# 02 — System GMM & Efficiency Gains

**Duration:** ~90 minutes  
**Level:** Intermediate  
**Prerequisites:** Notebook 01 (Difference GMM Fundamentals)

## Learning Objectives

1. Understand the **weak instruments problem** in Difference GMM
2. Explain the **Blundell-Bond System GMM** approach
3. Compare efficiency between Difference and System GMM
4. Interpret the **Difference-in-Hansen** test for level instruments
5. Know when to prefer System GMM over Difference GMM

## Outline

1. [The Weak Instruments Problem](#1-weak-instruments)
2. [System GMM: Adding Level Equations](#2-system-gmm)
3. [Estimation with PanelBox](#3-estimation)
4. [Efficiency Comparison](#4-efficiency)
5. [Difference-in-Hansen Test](#5-diff-hansen)
6. [When to Use System GMM](#6-guidelines)
7. [Exercises](#7-exercises)

In [None]:
# Setup
import sys
import warnings
from pathlib import Path

import matplotlib.pyplot as plt
import numpy as np
import pandas as pd

project_root = Path("../../..").resolve()
if str(project_root) not in sys.path:
    sys.path.insert(0, str(project_root))

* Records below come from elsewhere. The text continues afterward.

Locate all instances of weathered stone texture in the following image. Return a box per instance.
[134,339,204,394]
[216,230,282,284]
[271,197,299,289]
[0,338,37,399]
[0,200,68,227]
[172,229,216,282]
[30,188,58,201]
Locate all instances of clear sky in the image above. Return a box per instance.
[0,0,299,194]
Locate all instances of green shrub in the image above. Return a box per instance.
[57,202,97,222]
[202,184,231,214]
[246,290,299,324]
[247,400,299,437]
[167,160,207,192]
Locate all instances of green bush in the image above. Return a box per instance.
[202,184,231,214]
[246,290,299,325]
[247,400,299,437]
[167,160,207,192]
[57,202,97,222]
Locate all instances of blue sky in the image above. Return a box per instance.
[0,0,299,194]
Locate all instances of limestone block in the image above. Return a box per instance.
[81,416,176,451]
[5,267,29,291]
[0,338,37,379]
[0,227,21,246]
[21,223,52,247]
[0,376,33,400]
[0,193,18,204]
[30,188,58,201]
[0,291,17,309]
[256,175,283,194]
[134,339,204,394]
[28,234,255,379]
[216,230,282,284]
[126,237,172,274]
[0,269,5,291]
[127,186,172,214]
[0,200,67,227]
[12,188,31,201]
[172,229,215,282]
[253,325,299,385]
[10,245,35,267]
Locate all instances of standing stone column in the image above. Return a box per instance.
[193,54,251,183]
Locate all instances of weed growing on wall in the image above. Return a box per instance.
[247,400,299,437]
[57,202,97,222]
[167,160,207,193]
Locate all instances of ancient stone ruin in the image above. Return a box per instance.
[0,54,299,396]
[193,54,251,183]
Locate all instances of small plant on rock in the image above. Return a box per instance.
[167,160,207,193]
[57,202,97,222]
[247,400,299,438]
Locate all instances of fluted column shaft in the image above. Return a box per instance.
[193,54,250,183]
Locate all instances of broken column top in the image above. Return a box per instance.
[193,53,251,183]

from panelbox.gmm import DifferenceGMM, SystemGMM

sys.path.insert(0, str(Path("..").resolve()))
from utils.visualization import apply_tutorial_style, plot_coefficient_comparison

apply_tutorial_style()
warnings.filterwarnings('ignore', category=UserWarning)
print("Setup complete.")

## 1. The Weak Instruments Problem

Difference GMM uses lagged **levels** as instruments for first-differenced equations. When the underlying series is **highly persistent** ($\rho \to 1$), lagged levels become **weak instruments** for differences:

$$\text{Corr}(y_{i,t-2}, \Delta y_{i,t-1}) \to 0 \quad \text{as } \rho \to 1$$

This leads to:
- Large standard errors
- Biased coefficient estimates
- Poor finite-sample properties

Let's demonstrate this with data that has near-unit-root persistence.

In [None]:
# Load weak instruments data (rho = 0.95, near unit root)
weak_data = pd.read_csv("../data/weak_instruments.csv")
print(f"Shape: {weak_data.shape}")
print(f"Entities: {weak_data['entity'].nunique()}, Periods: {weak_data['time'].nunique()}")
weak_data.describe().round(4)

In [None]:
# Difference GMM on weak instruments data
model_diff_weak = DifferenceGMM(
    data=weak_data,
    dep_var='y',
    lags=1,
    id_var='entity',
    time_var='time',
    exog_vars=['x'],
    time_dummies=False,
    collapse=True,
    two_step=True,
    robust=True
)
results_diff_weak = model_diff_weak.fit()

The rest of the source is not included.